The floor beneath his feet began to part and flames licked up from the depths below, he stood and attempted to run but the crack grew wider. His legs straddled the crack, wider and wider it became, until he was doing a complete split. The flames began eating away at his clothing. Over and over he screamed, "This isn't fair, I was only doing my job. Please, save me."

"Too late, too late," the audience chanted as the crack widened and he began to plummet, head over heals, down into the fiery abyss . . .

"Hey, wake up Major, you having a nightmare?" Dinkins tapped the pilot.

"What?" Astor snapped awake. He would have jumped out of his seat if his flight harness had not held him down. He hurriedly glanced around the cramped flight cabin.

"Sorry to wake you sir, but we are approaching the target coordinates."

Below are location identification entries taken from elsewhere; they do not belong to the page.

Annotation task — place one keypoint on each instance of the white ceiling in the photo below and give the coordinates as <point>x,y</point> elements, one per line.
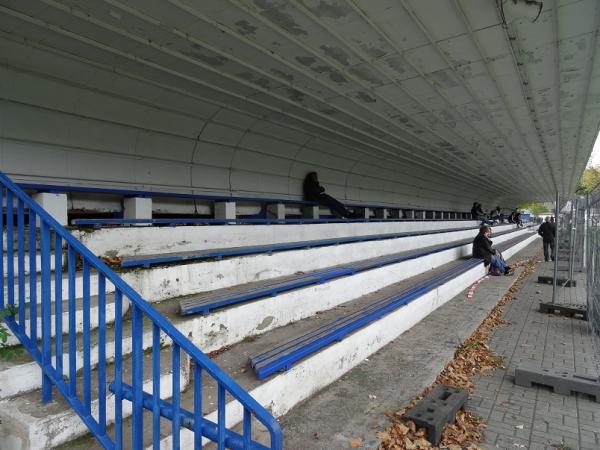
<point>438,84</point>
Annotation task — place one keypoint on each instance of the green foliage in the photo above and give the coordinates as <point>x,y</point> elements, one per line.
<point>536,208</point>
<point>5,352</point>
<point>589,180</point>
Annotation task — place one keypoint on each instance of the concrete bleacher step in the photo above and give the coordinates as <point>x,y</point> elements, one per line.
<point>212,300</point>
<point>36,426</point>
<point>159,283</point>
<point>148,260</point>
<point>281,391</point>
<point>26,263</point>
<point>127,241</point>
<point>229,326</point>
<point>78,320</point>
<point>65,286</point>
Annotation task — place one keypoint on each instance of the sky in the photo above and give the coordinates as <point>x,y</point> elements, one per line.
<point>595,157</point>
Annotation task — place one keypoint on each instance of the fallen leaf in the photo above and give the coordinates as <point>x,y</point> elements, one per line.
<point>355,443</point>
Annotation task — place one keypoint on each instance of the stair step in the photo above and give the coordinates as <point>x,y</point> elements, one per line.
<point>280,392</point>
<point>47,426</point>
<point>93,309</point>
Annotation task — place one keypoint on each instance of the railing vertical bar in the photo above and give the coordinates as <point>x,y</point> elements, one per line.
<point>87,365</point>
<point>102,353</point>
<point>58,294</point>
<point>2,248</point>
<point>156,387</point>
<point>32,278</point>
<point>247,427</point>
<point>72,268</point>
<point>10,248</point>
<point>137,379</point>
<point>46,311</point>
<point>197,406</point>
<point>176,394</point>
<point>221,417</point>
<point>118,370</point>
<point>21,262</point>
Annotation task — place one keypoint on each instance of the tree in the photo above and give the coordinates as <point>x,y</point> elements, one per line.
<point>589,180</point>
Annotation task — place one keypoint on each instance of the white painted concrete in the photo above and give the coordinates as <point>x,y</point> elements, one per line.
<point>225,210</point>
<point>233,324</point>
<point>137,208</point>
<point>276,210</point>
<point>54,204</point>
<point>159,283</point>
<point>126,241</point>
<point>283,391</point>
<point>23,429</point>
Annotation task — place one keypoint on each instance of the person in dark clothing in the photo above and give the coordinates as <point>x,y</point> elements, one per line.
<point>548,232</point>
<point>478,214</point>
<point>482,249</point>
<point>314,192</point>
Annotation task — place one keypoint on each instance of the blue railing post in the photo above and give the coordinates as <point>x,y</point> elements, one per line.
<point>2,247</point>
<point>137,378</point>
<point>141,310</point>
<point>118,370</point>
<point>87,364</point>
<point>58,294</point>
<point>10,247</point>
<point>21,262</point>
<point>32,278</point>
<point>46,311</point>
<point>102,353</point>
<point>71,268</point>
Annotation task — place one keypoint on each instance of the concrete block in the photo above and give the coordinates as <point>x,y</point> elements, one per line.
<point>310,212</point>
<point>225,210</point>
<point>575,311</point>
<point>54,204</point>
<point>437,409</point>
<point>561,281</point>
<point>276,210</point>
<point>137,208</point>
<point>563,382</point>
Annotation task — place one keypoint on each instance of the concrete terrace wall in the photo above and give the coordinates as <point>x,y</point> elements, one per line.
<point>65,120</point>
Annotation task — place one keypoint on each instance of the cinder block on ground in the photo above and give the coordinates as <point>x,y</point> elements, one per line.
<point>437,409</point>
<point>561,381</point>
<point>569,310</point>
<point>561,281</point>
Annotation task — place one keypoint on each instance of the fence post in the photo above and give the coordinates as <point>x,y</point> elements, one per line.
<point>556,246</point>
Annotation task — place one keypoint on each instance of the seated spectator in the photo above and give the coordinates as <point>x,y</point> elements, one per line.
<point>477,213</point>
<point>482,249</point>
<point>515,217</point>
<point>314,192</point>
<point>497,215</point>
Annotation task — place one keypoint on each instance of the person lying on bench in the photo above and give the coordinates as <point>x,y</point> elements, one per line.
<point>482,249</point>
<point>314,192</point>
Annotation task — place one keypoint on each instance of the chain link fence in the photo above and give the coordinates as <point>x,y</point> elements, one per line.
<point>591,238</point>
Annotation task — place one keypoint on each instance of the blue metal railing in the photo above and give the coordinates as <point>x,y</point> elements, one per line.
<point>86,390</point>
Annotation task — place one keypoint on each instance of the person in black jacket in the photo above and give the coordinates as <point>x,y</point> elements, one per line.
<point>548,232</point>
<point>482,249</point>
<point>314,192</point>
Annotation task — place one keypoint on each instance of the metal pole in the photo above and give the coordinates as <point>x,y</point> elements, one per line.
<point>573,244</point>
<point>556,247</point>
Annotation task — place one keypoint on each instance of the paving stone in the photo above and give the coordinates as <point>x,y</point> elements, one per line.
<point>550,341</point>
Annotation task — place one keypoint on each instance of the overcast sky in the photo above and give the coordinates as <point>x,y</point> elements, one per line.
<point>595,157</point>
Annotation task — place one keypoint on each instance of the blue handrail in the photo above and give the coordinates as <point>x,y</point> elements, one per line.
<point>78,388</point>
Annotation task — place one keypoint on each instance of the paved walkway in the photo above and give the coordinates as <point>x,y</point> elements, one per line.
<point>354,406</point>
<point>536,418</point>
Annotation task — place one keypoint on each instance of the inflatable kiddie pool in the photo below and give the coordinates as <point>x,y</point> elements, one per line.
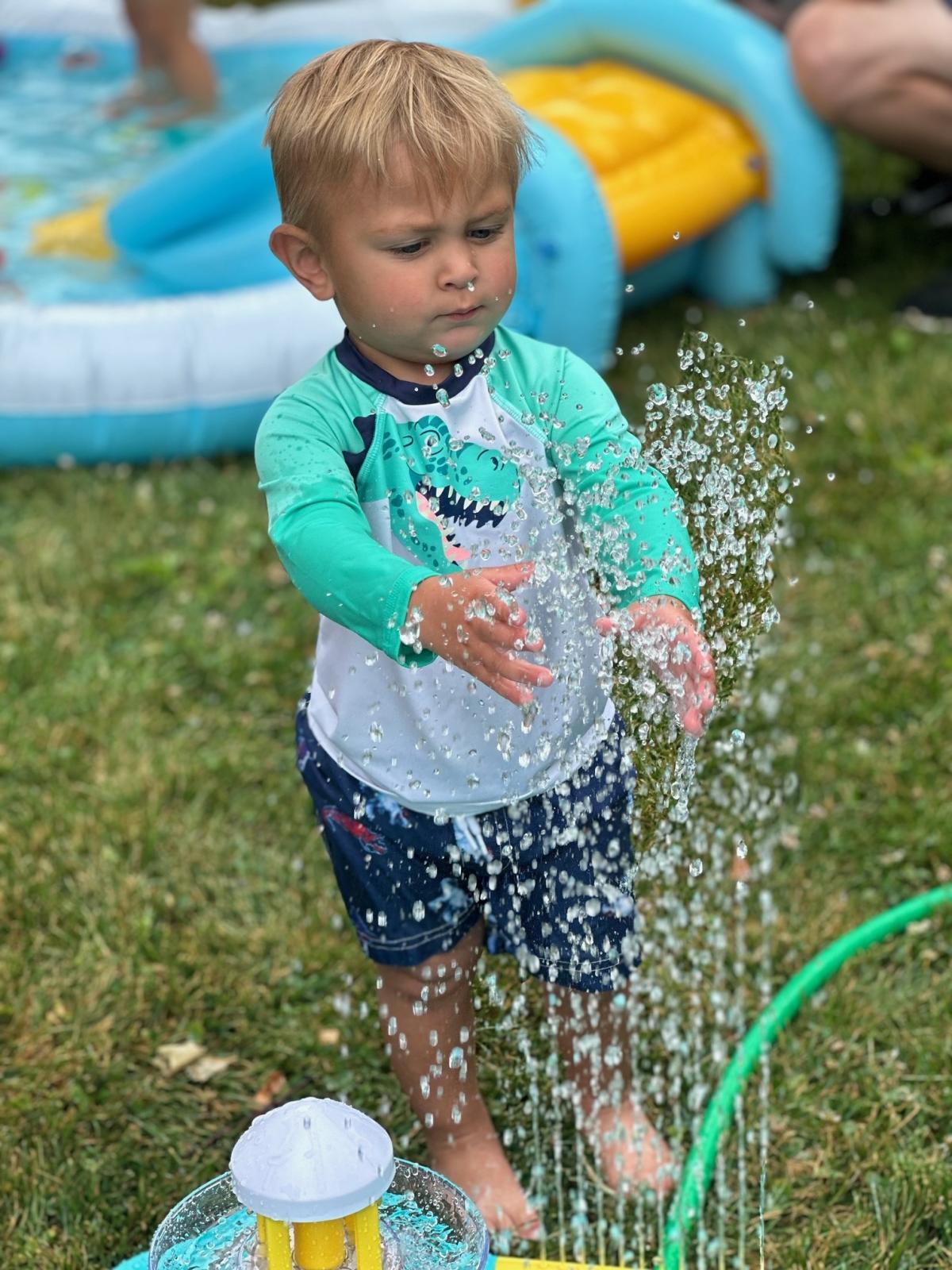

"Oh, yes." Astor said, shaking his head in relief. He took several deep breaths, calming his shaky nerves.

Astor keyed his mike so he could speak to the bomber crew. "Listen up men, this one is for real, we're going to drop this baby and get the hell out. Be prepared, just like in the practice runs, we're going to make a sharp turn as soon as she's away and then run for the hill. Sure as hell don't want to get our butts burnt off," he snickered, "so look sharp men." He proudly looked around the cabin, noting the stalwart faces of his men studiously preparing to do a dirty job. "Good luck and good hunting. Let's make the kids back home proud of us, let's cream the bloody bastards," he shouted into the mike. The plane fairly shook with the cheers of the men.

Astor keyed the mike off and reached up to retrieve the clip board holding the pre-bombing check list. A faint, acrid whiff of sulfur seemed to emanate from his sleeve. He crinkled his nose at the smell. "It was just a dream, wasn't it?"

"What was that you said, sir?" Dinkins asked.

"Nothing, " Astor shook his head and flipped through the pages on the clip board.

"Ah well," he slapped his leg. "Time to stop daydreaming and get down to business. Here," he handed the clip board to Dinkins and they began preparing for the final leg of their bombing mission.